I went to the old brownstone for lunch and worked through the afternoon. Sarge knows I work well at home, so he gives me a long leash. I changed into sweatpants and sweatshirt, sat down at the kitchen table, threw away the mail, heated Nalley chili, smothered it in cheddar cheese and chopped onion, and sat back with a box of Ritz crackers, thinking step by step through the crime.
After getting a second glass of milk, I found myself staring at the message on my fridge: “Examine the evidence. Then follow wherever it leads.”
Monday night football, usually at Jake’s, was at the brownstone tonight. I scanned the house, put in some elbow grease, and ten minutes later the place was spotless.
Clarence came at five thirty to show me a draft of his next article. I told him to strike a couple of sentences that said too much.
“You’ll notice my VCR clock isn’t blinking,” I said nonchalantly.
“It’s three hours fast,” he said.
“It was made on the East Coast.”
Jake joined us, the pizza arrived, and one of those great kickers named Jason set a football on the tee.
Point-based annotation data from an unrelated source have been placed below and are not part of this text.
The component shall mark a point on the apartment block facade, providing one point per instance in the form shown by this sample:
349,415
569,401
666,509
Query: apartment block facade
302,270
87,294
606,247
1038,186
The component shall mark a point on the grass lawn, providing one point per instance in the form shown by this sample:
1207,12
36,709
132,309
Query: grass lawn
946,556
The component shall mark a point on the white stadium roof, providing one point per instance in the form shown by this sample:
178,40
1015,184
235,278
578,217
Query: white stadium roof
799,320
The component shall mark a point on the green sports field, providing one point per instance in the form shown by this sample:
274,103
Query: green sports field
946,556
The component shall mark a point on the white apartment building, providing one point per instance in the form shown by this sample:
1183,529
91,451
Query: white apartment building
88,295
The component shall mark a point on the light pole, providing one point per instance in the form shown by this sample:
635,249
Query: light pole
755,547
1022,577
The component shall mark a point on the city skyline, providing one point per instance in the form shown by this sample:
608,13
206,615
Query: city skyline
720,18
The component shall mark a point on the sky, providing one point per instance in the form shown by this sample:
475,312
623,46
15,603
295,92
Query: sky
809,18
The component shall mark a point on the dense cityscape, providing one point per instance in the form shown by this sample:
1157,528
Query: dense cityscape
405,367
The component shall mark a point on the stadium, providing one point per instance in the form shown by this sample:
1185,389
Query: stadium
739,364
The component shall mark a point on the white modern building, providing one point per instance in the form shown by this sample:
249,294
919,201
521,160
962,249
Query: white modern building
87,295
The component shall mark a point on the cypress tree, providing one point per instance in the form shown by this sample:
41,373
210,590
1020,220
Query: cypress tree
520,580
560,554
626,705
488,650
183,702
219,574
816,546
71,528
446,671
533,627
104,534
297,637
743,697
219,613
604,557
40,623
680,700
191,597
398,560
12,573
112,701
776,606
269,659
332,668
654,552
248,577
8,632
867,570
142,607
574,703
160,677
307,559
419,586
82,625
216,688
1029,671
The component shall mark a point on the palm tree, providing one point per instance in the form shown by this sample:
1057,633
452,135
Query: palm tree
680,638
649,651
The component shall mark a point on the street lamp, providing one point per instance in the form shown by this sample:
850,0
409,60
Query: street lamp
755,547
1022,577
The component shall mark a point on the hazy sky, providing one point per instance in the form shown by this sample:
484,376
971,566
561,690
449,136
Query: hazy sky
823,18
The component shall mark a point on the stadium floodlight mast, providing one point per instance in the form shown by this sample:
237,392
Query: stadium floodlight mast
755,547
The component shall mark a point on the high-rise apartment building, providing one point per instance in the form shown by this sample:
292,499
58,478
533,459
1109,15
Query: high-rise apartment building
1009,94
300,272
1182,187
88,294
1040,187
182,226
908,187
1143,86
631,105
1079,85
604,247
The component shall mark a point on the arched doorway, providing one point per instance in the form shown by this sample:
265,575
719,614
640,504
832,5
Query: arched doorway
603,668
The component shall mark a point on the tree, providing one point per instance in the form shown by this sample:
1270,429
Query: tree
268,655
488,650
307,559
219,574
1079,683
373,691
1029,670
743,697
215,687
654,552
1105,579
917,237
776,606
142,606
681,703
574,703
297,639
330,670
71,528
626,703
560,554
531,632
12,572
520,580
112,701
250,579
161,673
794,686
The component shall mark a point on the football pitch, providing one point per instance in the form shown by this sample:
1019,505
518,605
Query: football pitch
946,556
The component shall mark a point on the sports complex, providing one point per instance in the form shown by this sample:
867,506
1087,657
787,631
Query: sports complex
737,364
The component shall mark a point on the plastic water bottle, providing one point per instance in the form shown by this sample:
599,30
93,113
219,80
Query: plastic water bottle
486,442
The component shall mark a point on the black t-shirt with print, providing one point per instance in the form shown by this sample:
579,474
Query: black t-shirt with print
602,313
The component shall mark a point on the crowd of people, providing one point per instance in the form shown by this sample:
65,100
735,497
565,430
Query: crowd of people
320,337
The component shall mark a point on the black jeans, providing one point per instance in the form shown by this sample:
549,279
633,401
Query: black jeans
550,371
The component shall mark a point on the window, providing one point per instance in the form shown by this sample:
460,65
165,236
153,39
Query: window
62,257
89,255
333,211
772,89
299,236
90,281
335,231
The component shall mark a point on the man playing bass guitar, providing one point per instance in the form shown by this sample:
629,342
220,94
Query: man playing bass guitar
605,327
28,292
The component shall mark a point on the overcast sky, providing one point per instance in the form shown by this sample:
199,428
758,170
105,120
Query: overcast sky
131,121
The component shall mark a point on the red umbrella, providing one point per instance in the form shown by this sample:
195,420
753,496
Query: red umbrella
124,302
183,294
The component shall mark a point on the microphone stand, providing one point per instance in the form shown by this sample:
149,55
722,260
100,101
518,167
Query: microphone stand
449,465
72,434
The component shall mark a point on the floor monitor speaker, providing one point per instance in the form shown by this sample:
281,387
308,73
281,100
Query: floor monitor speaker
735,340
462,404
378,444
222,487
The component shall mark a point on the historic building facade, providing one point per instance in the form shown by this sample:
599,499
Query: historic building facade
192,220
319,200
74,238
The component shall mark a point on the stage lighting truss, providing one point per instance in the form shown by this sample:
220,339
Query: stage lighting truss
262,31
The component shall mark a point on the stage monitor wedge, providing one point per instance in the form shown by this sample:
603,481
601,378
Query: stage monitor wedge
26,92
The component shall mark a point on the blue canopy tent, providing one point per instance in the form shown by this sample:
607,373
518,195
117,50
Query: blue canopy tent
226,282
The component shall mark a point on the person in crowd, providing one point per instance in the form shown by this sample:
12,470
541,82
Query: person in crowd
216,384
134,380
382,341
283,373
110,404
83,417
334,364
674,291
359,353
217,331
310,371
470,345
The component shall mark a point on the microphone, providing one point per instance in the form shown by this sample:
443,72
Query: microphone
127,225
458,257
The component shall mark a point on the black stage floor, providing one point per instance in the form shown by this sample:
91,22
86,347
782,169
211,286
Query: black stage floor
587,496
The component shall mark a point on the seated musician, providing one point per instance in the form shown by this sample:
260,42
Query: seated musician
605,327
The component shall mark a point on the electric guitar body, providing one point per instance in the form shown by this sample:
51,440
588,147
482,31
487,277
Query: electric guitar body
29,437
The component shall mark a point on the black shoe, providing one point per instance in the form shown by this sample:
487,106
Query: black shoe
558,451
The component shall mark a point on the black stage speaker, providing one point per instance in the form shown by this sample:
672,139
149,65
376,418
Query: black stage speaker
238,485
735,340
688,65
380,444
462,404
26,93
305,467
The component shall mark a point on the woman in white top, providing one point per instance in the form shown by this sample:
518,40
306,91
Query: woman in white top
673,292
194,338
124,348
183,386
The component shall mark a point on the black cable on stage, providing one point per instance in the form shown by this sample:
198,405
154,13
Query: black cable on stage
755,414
During halftime my cell rang.
“No kidding? You’re sure?” I hung up, staring at nothing.
“What?” Jake asked.
“The Franklin Terrace apartments.”
“What happened?” Clarence asked.
“Our binocular-gazing hamster-loving Mr. Paul Frederick … the guy who told us the man at the professor’s door might’ve been wearing a stocking cap and looking for his lost dog?”
“How could I forget him?”
“They say he had an accident thirty minutes ago. He fell off his second-story deck. He’s dead.”